Abimbola Akosile With Agency Report
5 January 2009
Lagos — The price of broken rice has gone up by 13 per cent in the last one week because of demand from Nigeria, the Philippines News Agency reported yesterday.
The price per tonne is now $350, according to the Ministry of Agriculture and Rural Development's Policy and Strategy Research Institute, Vietnam.
The institute attributed the rise to larger contracts from Nigeria and the Philippines, with the latter recently contracting to buy 500,000 tonnes of this kind of rice from the Southern Food Corporation.
Nigeria has already bought 250,000 tones from Vietnam, citing prices $80 to $90 lower than in Thailand.
A survey conducted last year by the Dutch Agricultural Development and Trading Company (DADTCO) showed that Nigeria is currently estimated spending $1.3 billion every year to import around 2.2 billion kg of rice in order to fulfil its domestic requirements.
The report, was which presented at the signing of a Memorandum of Understanding (MoU) between DADTCO and the Taraba State Government on the Taraba Rice Project, stated that it was wasteful for Nigeria to continue to deploy its scarce resources in rice importation.

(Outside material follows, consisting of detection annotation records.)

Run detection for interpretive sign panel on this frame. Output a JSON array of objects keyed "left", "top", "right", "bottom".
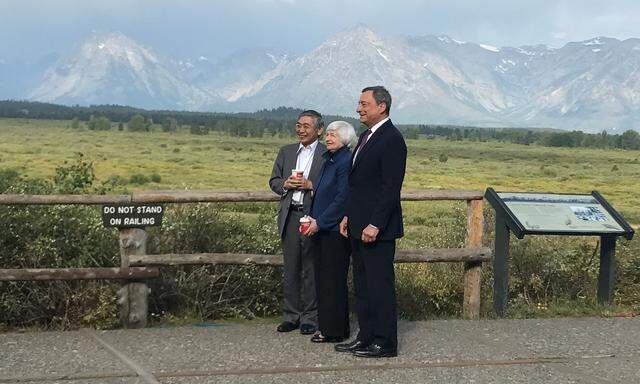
[
  {"left": 484, "top": 188, "right": 634, "bottom": 316},
  {"left": 102, "top": 204, "right": 164, "bottom": 228},
  {"left": 485, "top": 188, "right": 633, "bottom": 238}
]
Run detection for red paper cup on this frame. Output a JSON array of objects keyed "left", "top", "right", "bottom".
[{"left": 300, "top": 217, "right": 311, "bottom": 233}]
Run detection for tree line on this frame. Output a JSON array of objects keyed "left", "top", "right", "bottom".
[
  {"left": 401, "top": 124, "right": 640, "bottom": 150},
  {"left": 0, "top": 100, "right": 640, "bottom": 150}
]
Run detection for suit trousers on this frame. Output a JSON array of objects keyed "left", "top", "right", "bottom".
[
  {"left": 351, "top": 238, "right": 398, "bottom": 348},
  {"left": 282, "top": 211, "right": 318, "bottom": 327},
  {"left": 312, "top": 231, "right": 350, "bottom": 338}
]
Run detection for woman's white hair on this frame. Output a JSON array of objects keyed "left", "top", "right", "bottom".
[{"left": 327, "top": 120, "right": 358, "bottom": 149}]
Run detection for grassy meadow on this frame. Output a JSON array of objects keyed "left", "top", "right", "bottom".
[{"left": 0, "top": 119, "right": 640, "bottom": 324}]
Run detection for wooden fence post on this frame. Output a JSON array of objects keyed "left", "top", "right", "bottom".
[
  {"left": 462, "top": 200, "right": 484, "bottom": 319},
  {"left": 118, "top": 228, "right": 150, "bottom": 328}
]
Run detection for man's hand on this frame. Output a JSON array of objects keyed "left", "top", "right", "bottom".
[
  {"left": 283, "top": 176, "right": 313, "bottom": 191},
  {"left": 303, "top": 217, "right": 320, "bottom": 237},
  {"left": 362, "top": 224, "right": 380, "bottom": 243},
  {"left": 340, "top": 216, "right": 349, "bottom": 237},
  {"left": 284, "top": 176, "right": 302, "bottom": 189}
]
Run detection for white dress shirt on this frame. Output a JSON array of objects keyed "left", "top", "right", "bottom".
[
  {"left": 353, "top": 116, "right": 389, "bottom": 164},
  {"left": 291, "top": 140, "right": 318, "bottom": 204}
]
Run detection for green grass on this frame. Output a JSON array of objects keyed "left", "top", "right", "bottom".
[
  {"left": 0, "top": 119, "right": 640, "bottom": 317},
  {"left": 0, "top": 119, "right": 640, "bottom": 222}
]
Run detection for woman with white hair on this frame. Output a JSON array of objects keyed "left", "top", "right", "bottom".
[{"left": 304, "top": 121, "right": 357, "bottom": 343}]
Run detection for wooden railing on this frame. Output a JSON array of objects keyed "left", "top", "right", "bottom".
[{"left": 0, "top": 190, "right": 492, "bottom": 328}]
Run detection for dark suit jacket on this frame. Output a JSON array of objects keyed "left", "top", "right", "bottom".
[
  {"left": 311, "top": 147, "right": 351, "bottom": 231},
  {"left": 346, "top": 120, "right": 407, "bottom": 240},
  {"left": 269, "top": 143, "right": 327, "bottom": 238}
]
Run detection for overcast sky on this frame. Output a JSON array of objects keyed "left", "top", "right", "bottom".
[{"left": 0, "top": 0, "right": 640, "bottom": 58}]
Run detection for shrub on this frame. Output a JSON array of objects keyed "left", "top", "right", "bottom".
[{"left": 129, "top": 173, "right": 151, "bottom": 184}]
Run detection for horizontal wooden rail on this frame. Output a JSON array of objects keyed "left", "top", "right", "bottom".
[
  {"left": 0, "top": 267, "right": 160, "bottom": 281},
  {"left": 129, "top": 247, "right": 492, "bottom": 265},
  {"left": 0, "top": 189, "right": 483, "bottom": 205}
]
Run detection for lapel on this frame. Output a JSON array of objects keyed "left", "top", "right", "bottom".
[
  {"left": 351, "top": 119, "right": 392, "bottom": 172},
  {"left": 308, "top": 143, "right": 327, "bottom": 183},
  {"left": 282, "top": 144, "right": 300, "bottom": 179}
]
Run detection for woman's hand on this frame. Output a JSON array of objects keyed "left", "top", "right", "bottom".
[{"left": 303, "top": 217, "right": 320, "bottom": 237}]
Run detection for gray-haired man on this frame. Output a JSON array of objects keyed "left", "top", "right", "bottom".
[{"left": 269, "top": 110, "right": 327, "bottom": 334}]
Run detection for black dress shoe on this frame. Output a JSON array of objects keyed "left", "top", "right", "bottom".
[
  {"left": 353, "top": 344, "right": 398, "bottom": 357},
  {"left": 311, "top": 333, "right": 344, "bottom": 343},
  {"left": 334, "top": 339, "right": 369, "bottom": 352},
  {"left": 300, "top": 324, "right": 317, "bottom": 335},
  {"left": 278, "top": 321, "right": 300, "bottom": 332}
]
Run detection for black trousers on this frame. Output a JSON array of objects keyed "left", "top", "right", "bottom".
[
  {"left": 282, "top": 211, "right": 318, "bottom": 327},
  {"left": 312, "top": 231, "right": 350, "bottom": 338},
  {"left": 351, "top": 238, "right": 398, "bottom": 348}
]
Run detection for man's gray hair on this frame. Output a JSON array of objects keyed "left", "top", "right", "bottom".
[
  {"left": 362, "top": 85, "right": 391, "bottom": 115},
  {"left": 298, "top": 109, "right": 324, "bottom": 129},
  {"left": 327, "top": 120, "right": 358, "bottom": 149}
]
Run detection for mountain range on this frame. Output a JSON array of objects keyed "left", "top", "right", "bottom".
[{"left": 5, "top": 25, "right": 640, "bottom": 132}]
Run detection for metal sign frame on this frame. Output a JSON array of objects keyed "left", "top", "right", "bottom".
[{"left": 485, "top": 188, "right": 635, "bottom": 316}]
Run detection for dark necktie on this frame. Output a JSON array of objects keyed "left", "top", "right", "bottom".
[
  {"left": 353, "top": 129, "right": 371, "bottom": 163},
  {"left": 358, "top": 129, "right": 371, "bottom": 151}
]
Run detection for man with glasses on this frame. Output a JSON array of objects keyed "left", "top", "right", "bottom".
[{"left": 269, "top": 110, "right": 327, "bottom": 335}]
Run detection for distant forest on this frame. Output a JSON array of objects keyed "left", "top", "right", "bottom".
[{"left": 0, "top": 100, "right": 640, "bottom": 150}]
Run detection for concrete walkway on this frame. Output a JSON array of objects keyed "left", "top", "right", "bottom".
[{"left": 0, "top": 318, "right": 640, "bottom": 384}]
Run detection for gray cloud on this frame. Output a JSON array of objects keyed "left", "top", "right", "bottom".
[{"left": 0, "top": 0, "right": 640, "bottom": 58}]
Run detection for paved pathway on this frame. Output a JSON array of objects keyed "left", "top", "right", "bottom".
[{"left": 0, "top": 318, "right": 640, "bottom": 384}]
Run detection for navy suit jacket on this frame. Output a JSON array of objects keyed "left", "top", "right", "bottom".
[
  {"left": 346, "top": 120, "right": 407, "bottom": 240},
  {"left": 311, "top": 147, "right": 351, "bottom": 231}
]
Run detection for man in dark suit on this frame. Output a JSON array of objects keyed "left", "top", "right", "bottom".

President Umaru Musa Yar'Adua has often expressed deep concern over the high level of rice importation in the country as Nigerians spend almost N130 billion yearly on it.
Estimates indicate that about three billion people eat rice everyday, with Nigerians consuming over three and half million MT annually.
It is the opinion of many experts that Nigeria and other West African countries were blessed with abundant resources, and if the resources were harnessed, they could create an environment that would be free of hunger and import-dependent for grain.
Minister of Agriculture and Water Resources, Alhaji Sayyadi Ruma, had announced last year that domestic rice farmers would have access to the N10 billion-rice development fund, a government package to help Nigeria achieve self-sufficiency in rice production.
Ruma had said that the major challenges facing local rice production were poor processing, storage, preservation, lack of credit facilities, decayed and inadequate infrastructure and poor quality of farm inputs.
The fund was intended to spur initiatives and help address the challenges in the rice sector.